Ruralité, interconnaissance - Urbanité, anonymat

En 1945, les 3/4 des français vivaient encore sous le régime de la société paysanne.

Raymond Depardon a réalisé une trilogie documentaire « Profils paysans »:
- 1 l'approche,
- 2 le quotidien,
- 3 la vie moderne.
Il filme des paysans dans le Massif Central qui se désertifie ; des paysans vieillissants pour la plupart, confrontés à la disparition de leur monde ancien.
J'étais relativement insatisfait de ces œuvres parce qu'elles nous montrent des individualités, remarquables, mais sans référence à la société paysanne dont ils procèdent, sans explication sur le fonctionnement de cette société. Ces œuvres nous montrent des survivants, mais sans indiquer de quoi ils sont survivants.
Moi qui connais cette société, je peux comprendre « d’où » ils parlent, par rapport à quel système de valeurs qui leur donne le sens de leur vie et de leur situation. Mais la plupart des spectateurs ne connaissent plus cette société et ne peuvent porter sur ces survivants qu'un regard exotique.
Dans le 2e volet, Raymond Depardon nous montre un agriculteur de 56 ans qui cherche un « repreneur » pour prendre sa pré-retraite, qui le recherche avec angoisse parce qu'il n'en peut plus, il faut qu'il arrête, vite, c'est insupportable !
On le revoit quelque temps plus tard dans un lotissement d'une petite ville, soulagé, serein... « J'allais devenir fou…etc… » C'est un fait absolument remarquable ! Les agriculteurs de la génération précédente ne quittaient leur ferme que pour l'hôpital, la maison de repos... ou le cimetière. Il fallait les « chasser » pour qu'ils laissent la place aux jeunes. La génération suivante n'a plus la force, l'énergie pour seulement arriver à l'âge de la retraite. Je l'ai constaté à partir des années 1990. Il s'est donc passé quelque chose... Quoi donc?
Le travail agricole est-il devenu plus dur ? Sûrement pas. C'est tout le contraire, la mécanisation, l'ouverture à la société, au monde, l'ont facilité. Pourtant les faits sont là, et c'est un phénomène général. Les plus anciens résistent mieux que les plus jeunes. Les plus anciens, c'est à dire ceux qui sont le plus imprégnés de la culture de la société paysanne, et moins de la société moderne.
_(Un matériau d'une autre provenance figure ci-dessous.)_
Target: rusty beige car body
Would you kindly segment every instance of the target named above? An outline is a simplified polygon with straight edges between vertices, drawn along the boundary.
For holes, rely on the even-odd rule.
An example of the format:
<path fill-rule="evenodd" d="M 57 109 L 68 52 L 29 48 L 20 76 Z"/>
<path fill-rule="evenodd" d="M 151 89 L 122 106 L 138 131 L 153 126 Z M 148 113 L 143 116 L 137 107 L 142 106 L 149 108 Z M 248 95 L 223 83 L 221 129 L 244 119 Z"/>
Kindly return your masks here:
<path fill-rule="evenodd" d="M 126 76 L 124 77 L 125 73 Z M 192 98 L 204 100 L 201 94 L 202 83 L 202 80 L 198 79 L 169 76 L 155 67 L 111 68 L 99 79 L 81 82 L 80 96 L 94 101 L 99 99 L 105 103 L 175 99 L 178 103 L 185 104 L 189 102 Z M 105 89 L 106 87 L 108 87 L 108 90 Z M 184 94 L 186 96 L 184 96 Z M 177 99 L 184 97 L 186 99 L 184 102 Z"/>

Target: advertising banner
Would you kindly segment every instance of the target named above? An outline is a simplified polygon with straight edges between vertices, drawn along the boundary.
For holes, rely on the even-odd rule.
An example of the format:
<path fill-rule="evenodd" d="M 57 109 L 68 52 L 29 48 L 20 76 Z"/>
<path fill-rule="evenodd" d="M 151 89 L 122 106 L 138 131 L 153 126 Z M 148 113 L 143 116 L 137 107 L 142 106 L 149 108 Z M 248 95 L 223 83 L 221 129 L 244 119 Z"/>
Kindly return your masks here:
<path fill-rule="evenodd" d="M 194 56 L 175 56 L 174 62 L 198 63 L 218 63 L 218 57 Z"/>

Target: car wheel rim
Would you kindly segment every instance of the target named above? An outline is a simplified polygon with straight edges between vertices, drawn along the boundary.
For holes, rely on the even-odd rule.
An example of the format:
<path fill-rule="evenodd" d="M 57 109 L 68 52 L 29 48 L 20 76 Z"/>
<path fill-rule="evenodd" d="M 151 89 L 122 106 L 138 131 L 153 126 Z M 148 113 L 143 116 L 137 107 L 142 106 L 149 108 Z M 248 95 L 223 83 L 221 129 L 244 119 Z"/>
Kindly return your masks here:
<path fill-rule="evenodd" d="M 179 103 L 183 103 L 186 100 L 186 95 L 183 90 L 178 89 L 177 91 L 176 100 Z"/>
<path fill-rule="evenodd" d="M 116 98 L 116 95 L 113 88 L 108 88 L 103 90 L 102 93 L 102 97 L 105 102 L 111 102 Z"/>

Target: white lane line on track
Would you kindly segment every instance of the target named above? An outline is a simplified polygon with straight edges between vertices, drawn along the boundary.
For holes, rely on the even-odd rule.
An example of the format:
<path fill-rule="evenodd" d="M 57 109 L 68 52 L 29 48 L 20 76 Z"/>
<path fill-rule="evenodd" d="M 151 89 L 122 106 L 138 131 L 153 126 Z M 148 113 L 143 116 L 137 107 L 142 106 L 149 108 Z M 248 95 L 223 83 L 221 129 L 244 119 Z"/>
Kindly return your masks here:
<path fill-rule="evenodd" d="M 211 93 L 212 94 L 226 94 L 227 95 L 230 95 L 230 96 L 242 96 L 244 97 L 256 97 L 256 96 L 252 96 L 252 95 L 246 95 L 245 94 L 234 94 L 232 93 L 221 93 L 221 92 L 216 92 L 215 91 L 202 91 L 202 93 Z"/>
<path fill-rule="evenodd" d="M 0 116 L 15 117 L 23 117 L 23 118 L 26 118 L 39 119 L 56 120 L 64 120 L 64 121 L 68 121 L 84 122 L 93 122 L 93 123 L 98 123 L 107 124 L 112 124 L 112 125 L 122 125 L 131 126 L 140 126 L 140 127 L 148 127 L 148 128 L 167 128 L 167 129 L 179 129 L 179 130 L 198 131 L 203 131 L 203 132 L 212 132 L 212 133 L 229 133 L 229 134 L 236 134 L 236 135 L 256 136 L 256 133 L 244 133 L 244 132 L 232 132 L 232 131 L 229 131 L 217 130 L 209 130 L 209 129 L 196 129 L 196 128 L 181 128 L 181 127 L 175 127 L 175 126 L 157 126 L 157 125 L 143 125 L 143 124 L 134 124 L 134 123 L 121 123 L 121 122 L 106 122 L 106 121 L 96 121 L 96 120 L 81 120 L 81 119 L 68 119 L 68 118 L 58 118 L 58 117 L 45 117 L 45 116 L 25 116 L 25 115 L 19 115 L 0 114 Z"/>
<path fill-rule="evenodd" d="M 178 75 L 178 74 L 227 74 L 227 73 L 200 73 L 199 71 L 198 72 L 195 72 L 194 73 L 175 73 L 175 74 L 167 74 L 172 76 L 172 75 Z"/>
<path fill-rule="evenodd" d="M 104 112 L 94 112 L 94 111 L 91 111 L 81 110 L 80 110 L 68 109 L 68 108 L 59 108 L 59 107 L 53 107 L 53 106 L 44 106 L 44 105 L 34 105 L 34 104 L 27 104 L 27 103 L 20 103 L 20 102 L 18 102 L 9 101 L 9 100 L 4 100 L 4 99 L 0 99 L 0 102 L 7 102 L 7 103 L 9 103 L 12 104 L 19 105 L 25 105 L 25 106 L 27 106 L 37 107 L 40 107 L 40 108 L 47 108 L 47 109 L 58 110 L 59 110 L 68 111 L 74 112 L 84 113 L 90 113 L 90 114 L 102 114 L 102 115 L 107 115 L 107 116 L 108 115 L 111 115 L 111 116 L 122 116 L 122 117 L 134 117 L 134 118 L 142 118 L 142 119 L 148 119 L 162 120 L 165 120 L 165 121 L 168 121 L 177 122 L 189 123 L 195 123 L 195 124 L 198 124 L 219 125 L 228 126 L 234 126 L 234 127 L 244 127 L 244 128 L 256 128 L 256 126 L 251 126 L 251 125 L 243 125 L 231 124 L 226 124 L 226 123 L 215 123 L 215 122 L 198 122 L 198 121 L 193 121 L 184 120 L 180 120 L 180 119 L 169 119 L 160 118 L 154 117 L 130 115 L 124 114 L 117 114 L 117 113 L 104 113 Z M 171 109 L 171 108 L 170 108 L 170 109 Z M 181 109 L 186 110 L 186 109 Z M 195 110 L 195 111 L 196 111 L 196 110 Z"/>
Sociétés paysannes = sociétés d’interconnaissance

Ici, il faut expliquer ce qu'est une société paysanne. Je cite le sociologue Henri Mendras, dans « Les sociétés paysannes ».
Les sociétés paysannes seraient nées en Europe Centrale, au Moyen-Age.
Ce sont des sociétés - dominées - par une "société englobante », autrefois l'Ancien Régime, puis ensuite la société bourgeoise capitaliste.
- Si elles ne sont pas dominées, elles ne sont pas paysannes.
- Elles sont régies par « l'économie domestique » qui consiste à produire ce que l'on consomme, pas seulement la nourriture, plus de quoi acheter ce qu'on ne peut pas produire, et plus surtout, les « prélèvements » requis par le propriétaire, l'État, les collectivités...
Dans ces sociétés on produit ce que l'on a besoin, au delà ce n'est pas nécessaire. Mais les « préleveurs-englobants », obligent les paysans à produire davantage pour leur profit.
La société paysanne est une société d'interconnaissance : « Ici, tout le monde se connaît ».
« Ici », désigne un habitat, à la fois territoire, résidence, cadre de travail, de sociabilité.
« Tout le monde », désigne tous les corésidents jusqu'à 5000 habitants, au delà, il est difficile d'entretenir l'interconnaissance.
Dans les sociétés d'interconnaissance, on ne parle pas pour informer, on parle pour situer chacun à sa place.
Chacun est déjà connu, ce qu'il peut dire ne vient que confirmer ou infirmer ce que l'on sait de lui : Cause toujours, on te connaît ! L'individualité de chacun ne peut pas être reconnue parce que l'on connaît déjà tout de lui, sa parentèle, ses antécédents, de génération en génération : l'ensemble de la société traite chacun selon sa place dans sa famille : père, fils, oncle, nièce... La parole de chacun ne vient qu'en confirmation, pour le situer à sa place... et pour se situer par rapport à lui... et aux autres.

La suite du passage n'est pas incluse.